Tribunal Administratif de Nantes — Décision N° TA44-2510289

mercredi 18 juin 2025

JuridictionTribunal Administratif de Nantes
SectionTribunal Administratif de Nantes
N° DossierTA44-2510289
TypeOrdonnance
RecoursExcès de pouvoir

Résumé IA

Le Tribunal Administratif de Nantes, statuant en référé, a rejeté les demandes de suspension des décisions implicites de la commission de recours contre les refus de visa, qui avaient confirmé le refus de délivrance de visas de long séjour au titre de la réunification familiale pour M. A et l’enfant Talal A. Le juge a estimé que la condition d’urgence n’était pas établie, car la séparation familiale invoquée résultait du choix des requérants de laisser M. A et l’enfant au Liban lors de leur départ pour la France en mai 2025, et que les précédentes ordonnances de référé avaient déjà rejeté des demandes similaires pour défaut d’urgence. La solution retenue est fondée sur l’article L. 521-1 du code de justice administrative, sans qu’il soit nécessaire d’examiner l’existence d’un doute sérieux sur la légalité des décisions.

Texte intégral

Vu la procédure suivante :

I. Par une requête enregistrée sous le n° 2510288 le 13 juin 2025, Mme B C, représentée par Me Michel, demande au juge des référés sur le fondement des dispositions de l'article L. 521-1 du code de justice administrative :

1°) de suspendre l'exécution de la décision implicite par laquelle la commission de recours contre les décisions de refus de visa d'entrée en France a rejeté son recours contre la décision du 20 décembre 2024 des autorités consulaires françaises à Beyrouth (Liban) refusant de délivrer un visa de long séjour au titre de la réunification familiale à l'enfant Talal A ;

2°) d'enjoindre au réexamen de la demande de visa dans un délai de sept jours à compter de la notification de la décision à intervenir sous astreinte de 100 euros par jour de retard ;

3°) de mettre à la charge de l'Etat la somme de 2 000 euros au titre de l'article L. 761-1 du code de justice administrative.

Elle soutient que :

- la condition d'urgence est satisfaite en ce que la famille est séparée, elle-même et ses deux filles sont arrivées en France le 5 mai 2025 auprès de leur enfant vivant en France depuis deux ans, mais en laissant au Liban son époux et l'enfant Talal A qu'elle a eu avec lui ; cette situation porte atteinte à leur droit à une vie privée et familiale normale et à l'intérêt supérieur des enfants, l'enfant subissant un grave traumatisme psychologique en étant séparée d'elle ;

- il existe un doute sérieux quant à la légalité de la décision attaquée.

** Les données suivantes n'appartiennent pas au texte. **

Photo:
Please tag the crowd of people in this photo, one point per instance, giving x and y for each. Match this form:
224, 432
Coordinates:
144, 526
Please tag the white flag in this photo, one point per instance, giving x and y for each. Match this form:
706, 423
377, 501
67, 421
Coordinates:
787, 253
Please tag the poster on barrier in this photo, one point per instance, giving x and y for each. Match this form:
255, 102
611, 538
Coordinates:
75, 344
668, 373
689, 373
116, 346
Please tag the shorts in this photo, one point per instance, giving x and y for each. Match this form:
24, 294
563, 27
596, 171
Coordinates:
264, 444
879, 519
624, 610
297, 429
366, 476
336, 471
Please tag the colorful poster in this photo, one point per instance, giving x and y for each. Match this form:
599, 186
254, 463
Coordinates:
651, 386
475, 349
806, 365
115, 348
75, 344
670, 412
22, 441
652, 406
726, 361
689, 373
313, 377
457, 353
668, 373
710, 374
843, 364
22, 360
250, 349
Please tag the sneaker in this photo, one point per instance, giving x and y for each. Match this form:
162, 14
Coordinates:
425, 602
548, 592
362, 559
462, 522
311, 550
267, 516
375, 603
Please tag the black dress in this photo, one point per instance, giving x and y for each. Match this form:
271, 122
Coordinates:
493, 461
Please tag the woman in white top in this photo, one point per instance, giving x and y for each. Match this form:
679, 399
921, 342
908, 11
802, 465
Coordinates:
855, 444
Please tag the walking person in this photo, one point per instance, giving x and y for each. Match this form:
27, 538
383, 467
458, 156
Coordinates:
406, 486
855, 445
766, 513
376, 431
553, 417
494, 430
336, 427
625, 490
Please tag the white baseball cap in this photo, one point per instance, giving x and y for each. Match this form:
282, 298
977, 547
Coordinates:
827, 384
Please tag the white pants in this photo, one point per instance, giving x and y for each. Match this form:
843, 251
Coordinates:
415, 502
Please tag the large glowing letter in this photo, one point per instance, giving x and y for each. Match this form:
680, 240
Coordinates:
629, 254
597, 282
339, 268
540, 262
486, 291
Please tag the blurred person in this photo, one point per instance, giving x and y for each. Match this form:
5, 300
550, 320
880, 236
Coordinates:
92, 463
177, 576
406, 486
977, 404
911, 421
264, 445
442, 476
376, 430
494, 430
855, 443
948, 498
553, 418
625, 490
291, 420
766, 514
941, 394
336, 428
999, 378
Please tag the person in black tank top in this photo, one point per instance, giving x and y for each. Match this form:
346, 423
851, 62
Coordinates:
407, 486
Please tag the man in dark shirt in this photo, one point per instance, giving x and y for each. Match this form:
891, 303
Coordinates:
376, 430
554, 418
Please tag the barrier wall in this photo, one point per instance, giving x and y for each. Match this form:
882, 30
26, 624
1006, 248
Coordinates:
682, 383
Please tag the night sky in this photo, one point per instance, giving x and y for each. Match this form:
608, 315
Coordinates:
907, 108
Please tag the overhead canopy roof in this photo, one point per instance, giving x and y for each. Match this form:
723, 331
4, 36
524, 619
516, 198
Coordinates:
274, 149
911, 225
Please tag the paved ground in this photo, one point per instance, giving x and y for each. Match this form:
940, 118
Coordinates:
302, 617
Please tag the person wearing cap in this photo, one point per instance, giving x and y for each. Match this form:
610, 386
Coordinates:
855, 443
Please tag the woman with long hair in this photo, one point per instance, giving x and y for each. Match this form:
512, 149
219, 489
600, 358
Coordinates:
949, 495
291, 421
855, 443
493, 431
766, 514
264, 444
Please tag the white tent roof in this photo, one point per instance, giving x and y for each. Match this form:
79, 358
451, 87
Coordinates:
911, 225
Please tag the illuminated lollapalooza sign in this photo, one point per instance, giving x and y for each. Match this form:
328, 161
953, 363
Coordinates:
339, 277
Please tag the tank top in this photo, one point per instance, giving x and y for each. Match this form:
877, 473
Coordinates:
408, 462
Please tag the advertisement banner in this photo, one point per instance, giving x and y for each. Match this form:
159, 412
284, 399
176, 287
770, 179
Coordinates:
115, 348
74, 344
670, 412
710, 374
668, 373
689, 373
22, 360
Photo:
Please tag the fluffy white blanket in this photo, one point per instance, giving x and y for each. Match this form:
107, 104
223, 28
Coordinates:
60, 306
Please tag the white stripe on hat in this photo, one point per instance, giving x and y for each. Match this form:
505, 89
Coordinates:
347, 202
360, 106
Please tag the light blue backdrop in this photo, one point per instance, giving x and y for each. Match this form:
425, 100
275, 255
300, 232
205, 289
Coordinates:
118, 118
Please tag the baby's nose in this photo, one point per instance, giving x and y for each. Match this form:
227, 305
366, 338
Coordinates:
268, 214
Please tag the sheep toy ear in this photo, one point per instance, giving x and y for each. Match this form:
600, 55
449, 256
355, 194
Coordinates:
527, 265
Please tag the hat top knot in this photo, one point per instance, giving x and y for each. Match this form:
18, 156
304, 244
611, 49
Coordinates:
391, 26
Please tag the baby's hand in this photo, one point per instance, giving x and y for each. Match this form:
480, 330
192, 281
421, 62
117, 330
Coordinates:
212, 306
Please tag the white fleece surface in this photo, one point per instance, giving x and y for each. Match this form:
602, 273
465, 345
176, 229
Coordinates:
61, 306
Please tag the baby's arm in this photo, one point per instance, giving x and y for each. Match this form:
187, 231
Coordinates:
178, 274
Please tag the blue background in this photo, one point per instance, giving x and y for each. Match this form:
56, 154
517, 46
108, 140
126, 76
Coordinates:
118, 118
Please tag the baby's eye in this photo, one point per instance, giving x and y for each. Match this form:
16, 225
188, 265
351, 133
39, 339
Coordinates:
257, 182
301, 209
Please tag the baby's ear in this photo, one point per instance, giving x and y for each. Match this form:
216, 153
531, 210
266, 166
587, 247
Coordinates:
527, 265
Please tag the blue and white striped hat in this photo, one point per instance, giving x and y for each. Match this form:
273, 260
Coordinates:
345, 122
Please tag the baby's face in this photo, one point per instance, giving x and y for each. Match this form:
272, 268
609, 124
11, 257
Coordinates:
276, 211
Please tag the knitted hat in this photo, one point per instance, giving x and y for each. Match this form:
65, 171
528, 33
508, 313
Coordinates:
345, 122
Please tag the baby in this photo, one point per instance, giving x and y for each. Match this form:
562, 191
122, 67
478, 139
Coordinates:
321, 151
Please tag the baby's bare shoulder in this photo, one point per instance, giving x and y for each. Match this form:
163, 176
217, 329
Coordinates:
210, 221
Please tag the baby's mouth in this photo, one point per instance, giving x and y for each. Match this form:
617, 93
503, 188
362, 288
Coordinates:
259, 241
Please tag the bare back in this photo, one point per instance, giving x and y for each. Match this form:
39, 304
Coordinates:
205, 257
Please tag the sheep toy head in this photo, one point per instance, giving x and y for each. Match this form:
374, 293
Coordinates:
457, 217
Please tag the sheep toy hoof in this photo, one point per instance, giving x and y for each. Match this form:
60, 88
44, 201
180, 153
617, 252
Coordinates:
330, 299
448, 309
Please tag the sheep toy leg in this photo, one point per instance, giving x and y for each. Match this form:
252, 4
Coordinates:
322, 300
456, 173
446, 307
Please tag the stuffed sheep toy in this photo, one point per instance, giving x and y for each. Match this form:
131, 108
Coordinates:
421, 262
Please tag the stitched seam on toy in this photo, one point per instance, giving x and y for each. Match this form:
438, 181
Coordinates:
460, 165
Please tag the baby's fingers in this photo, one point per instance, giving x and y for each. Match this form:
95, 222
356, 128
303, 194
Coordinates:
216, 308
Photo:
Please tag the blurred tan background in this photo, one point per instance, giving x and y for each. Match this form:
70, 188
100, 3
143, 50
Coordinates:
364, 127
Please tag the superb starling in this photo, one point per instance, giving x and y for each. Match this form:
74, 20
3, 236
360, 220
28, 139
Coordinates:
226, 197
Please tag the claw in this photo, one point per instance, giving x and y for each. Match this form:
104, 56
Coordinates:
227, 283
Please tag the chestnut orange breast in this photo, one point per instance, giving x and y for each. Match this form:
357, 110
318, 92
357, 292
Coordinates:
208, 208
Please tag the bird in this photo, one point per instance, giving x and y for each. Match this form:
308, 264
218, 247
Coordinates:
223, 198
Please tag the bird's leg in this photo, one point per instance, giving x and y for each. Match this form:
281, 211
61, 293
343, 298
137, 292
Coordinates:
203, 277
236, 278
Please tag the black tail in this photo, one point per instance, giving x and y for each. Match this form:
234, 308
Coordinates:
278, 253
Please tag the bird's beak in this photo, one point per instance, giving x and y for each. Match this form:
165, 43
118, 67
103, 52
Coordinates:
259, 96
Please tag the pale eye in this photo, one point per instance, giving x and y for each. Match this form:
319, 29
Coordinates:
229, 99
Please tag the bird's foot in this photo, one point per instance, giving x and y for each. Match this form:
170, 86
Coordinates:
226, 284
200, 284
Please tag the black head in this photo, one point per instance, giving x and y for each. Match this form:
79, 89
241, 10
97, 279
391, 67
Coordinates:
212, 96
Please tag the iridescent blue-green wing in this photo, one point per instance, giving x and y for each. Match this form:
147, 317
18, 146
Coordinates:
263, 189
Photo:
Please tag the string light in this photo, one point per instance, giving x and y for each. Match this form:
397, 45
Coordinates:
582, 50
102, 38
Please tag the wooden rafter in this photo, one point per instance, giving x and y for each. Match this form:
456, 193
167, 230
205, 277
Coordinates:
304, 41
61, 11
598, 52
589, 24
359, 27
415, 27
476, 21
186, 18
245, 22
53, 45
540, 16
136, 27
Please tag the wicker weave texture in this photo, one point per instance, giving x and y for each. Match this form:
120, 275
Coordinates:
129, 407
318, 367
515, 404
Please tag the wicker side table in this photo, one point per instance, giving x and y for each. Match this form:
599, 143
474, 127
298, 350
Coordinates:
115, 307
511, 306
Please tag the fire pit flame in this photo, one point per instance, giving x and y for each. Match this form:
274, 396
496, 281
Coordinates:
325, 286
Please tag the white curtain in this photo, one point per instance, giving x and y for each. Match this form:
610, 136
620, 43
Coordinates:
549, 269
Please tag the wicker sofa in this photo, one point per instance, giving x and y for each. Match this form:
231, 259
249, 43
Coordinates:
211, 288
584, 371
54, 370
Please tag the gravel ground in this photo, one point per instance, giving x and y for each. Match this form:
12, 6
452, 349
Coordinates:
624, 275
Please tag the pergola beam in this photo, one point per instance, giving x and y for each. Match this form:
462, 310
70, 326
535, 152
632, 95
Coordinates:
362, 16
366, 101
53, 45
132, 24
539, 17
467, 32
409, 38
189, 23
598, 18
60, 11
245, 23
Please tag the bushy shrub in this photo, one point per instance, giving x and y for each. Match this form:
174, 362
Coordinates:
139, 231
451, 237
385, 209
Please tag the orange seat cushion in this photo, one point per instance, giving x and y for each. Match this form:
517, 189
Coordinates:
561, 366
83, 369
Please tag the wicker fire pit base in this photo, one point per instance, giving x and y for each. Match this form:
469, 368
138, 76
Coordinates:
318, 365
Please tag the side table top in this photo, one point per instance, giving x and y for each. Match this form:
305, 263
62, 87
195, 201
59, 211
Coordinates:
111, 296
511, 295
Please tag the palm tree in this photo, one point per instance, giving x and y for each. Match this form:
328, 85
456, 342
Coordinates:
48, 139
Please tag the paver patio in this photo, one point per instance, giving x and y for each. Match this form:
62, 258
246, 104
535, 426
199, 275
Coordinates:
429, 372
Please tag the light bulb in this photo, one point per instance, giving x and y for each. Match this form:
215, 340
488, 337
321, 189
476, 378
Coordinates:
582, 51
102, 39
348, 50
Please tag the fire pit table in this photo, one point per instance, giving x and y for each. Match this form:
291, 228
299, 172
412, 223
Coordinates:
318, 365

II. Par une requête enregistrée sous le n° 2510289 le 13 juin 2025, M. D A, représenté par Me Michel, demande au juge des référés sur le fondement des dispositions de l'article L. 521-1 du code de justice administrative :

1°) de suspendre l'exécution de la décision implicite par laquelle la commission de recours contre les décisions de refus de visa d'entrée en France a rejeté son recours contre la décision du 20 décembre 2024 des autorités consulaires françaises à Beyrouth (Liban) refusant de lui délivrer un visa de long séjour au titre de la réunification familiale ;

2°) d'enjoindre au réexamen de la demande de visa dans un délai de sept jours à compter de la notification de la décision à intervenir sous astreinte de 100 euros par jour de retard ;

3°) de mettre à la charge de l'Etat la somme de 2 000 euros au titre de l'article L. 761-1 du code de justice administrative.

Il soutient que :

- la condition d'urgence est satisfaite en ce que la famille est séparée, son épouse et les deux filles sont arrivées en France le 5 mai 2025 auprès l'un de leur enfant y résidant depuis deux ans, alors que lui-même et l'enfant de leur couple restent au Liban ; cette situation porte atteinte à leur droit à une vie privée et familiale normale et à l'intérêt supérieur des enfants, l'enfant subissant un grave traumatisme psychologique en étant séparée de sa mère ;

- il existe un doute sérieux quant à la légalité de la décision attaquée.

Vu :

- les autres pièces du dossier ;

- l'ordonnance n° 2506942 2506953 du 23 avril 2025 ;

- l'ordonnance n° 2508192 2508193 du 22 mai 2025.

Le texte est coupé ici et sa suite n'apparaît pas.